There’s no doubt that the early years of church planting require a tremendous amount of sacrifice, often with very little compensation in return. For most church plants (let’s just be honest) this is the normal path, and not much can be done about it. But what’s survivable in the first year or two is rarely sustainable in the long run. The church planting journey is already, by its very nature, filled with dozens of stressful realities that make life and ministry incredibly challenging. But the tendency to absorb a “poverty theology”—believing we are more loved, accepted and righteous before God because we are foregoing a sustainable salary—is both dangerous and wrong. In fact, in my opinion, it’s often the reason planters’ families are unhealthy, unhappy and burning out. It’s not because they don’t have enough money. It’s because they have an incorrect view of God and their role in His mission, and one of the many implications of that is undue financial stress.
As one of my pastor colleagues has said, “Sustaining a significant work load for little compensation for an indefinite period of time is the perfect recipe for burning out a leader.”
Asking, “Is this sustainable?” shouldn’t necessarily prevent us from budgeting a certain way, particularly in the first few years, but it is a healthy guardrail as you look into the future. Ensuring that you, your staff and your family are financially healthy as quickly as possible is a great contribution toward long-term effectiveness

Admittedly, there aren’t a whole lot of guarantees in the church planting journey, and we’re certainly not promised “success” year after year. This is about taking a giant step of faith and taking uncomfortable risks for God, right? So it only makes sense that our church budgets would reflect that!

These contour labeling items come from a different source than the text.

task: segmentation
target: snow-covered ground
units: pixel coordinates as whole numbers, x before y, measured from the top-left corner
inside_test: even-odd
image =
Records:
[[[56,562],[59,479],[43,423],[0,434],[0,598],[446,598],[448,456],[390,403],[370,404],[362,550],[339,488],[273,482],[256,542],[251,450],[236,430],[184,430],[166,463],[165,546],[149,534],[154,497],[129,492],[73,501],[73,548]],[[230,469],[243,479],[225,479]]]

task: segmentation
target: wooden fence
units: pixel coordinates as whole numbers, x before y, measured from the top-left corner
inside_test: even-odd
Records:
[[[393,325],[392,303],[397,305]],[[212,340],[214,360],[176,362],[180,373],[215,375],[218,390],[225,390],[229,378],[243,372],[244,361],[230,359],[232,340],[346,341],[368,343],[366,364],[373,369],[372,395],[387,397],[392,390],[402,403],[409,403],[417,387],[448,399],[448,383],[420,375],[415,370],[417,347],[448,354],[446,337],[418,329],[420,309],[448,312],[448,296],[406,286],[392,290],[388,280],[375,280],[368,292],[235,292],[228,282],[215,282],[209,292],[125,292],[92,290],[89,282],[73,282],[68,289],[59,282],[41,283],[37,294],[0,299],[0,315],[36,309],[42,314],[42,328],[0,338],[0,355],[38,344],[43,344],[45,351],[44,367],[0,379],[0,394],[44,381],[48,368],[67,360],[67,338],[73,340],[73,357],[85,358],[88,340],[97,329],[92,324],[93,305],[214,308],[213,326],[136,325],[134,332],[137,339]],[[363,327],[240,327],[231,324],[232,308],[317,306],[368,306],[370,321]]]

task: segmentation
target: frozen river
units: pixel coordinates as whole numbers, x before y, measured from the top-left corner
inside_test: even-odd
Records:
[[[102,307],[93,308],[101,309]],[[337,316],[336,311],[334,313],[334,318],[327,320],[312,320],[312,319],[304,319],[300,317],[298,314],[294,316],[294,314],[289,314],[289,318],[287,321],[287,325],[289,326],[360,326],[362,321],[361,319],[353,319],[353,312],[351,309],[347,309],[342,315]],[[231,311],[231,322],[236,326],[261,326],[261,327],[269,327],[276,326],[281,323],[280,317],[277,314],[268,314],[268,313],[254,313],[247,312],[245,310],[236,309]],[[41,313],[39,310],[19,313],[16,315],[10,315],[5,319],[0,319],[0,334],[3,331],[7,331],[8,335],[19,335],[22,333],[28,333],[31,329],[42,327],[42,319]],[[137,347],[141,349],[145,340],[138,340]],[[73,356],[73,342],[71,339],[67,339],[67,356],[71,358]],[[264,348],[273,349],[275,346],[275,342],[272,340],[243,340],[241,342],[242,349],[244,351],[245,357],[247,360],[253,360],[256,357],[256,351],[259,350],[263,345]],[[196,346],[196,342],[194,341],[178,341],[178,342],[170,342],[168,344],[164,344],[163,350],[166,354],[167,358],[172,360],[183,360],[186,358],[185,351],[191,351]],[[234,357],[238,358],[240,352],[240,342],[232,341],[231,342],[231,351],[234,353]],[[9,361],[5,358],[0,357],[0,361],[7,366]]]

That being said, from the very first budget you scratch out on a napkin, to subsequent years long after you’re off and running, your annual budget development is a fantastic time to breathe life into your leadership and church as well as remind yourselves what it practically looks like to take big steps of faith.
I’ll be honest, revisiting our budget every year is a time filled with a little bit of anxiety—we’re taking risks, making jumps and asking, “Do you really think that’s possible?” But the more we look at God’s past faithfulness, the more we trust Him for future provision. I hope we never face a day where we walk away from a budget meeting essentially saying “we’re asking very little from God this year.” No, we want to put everything on the table and give it all we got. And so, each year as we finalize a budget we very simply ask, “Does this reflect the very things we believe God has called us to?” When it does, we can look forward in anticipation to God doing great things!
Bonus tips:
It’s tempting to save money and do bookkeeping in-house in the beginning. If at all possible, avoid this. Starting with a professional (and scaleable!) accountant/bookkeeper from the very beginning can seriously simplify your life. Many Christian firms offer substantial discounts the first year and can actually help you in establishing a budget based on their experience. We’ve had great success with Finch Accounting, but whoever you choose, this is definitely an item worth outsourcing!
Have someone double check and sign off on your budget once it’s finalized—perhaps your Sending Church or a local partner church. The reason is twofold: on one hand, you’re getting an outside set of eyes on it in case there’s anything you missed and secondly, your people will appreciate the fact that you’ve gone to others for counsel (and trust me, someone will ask).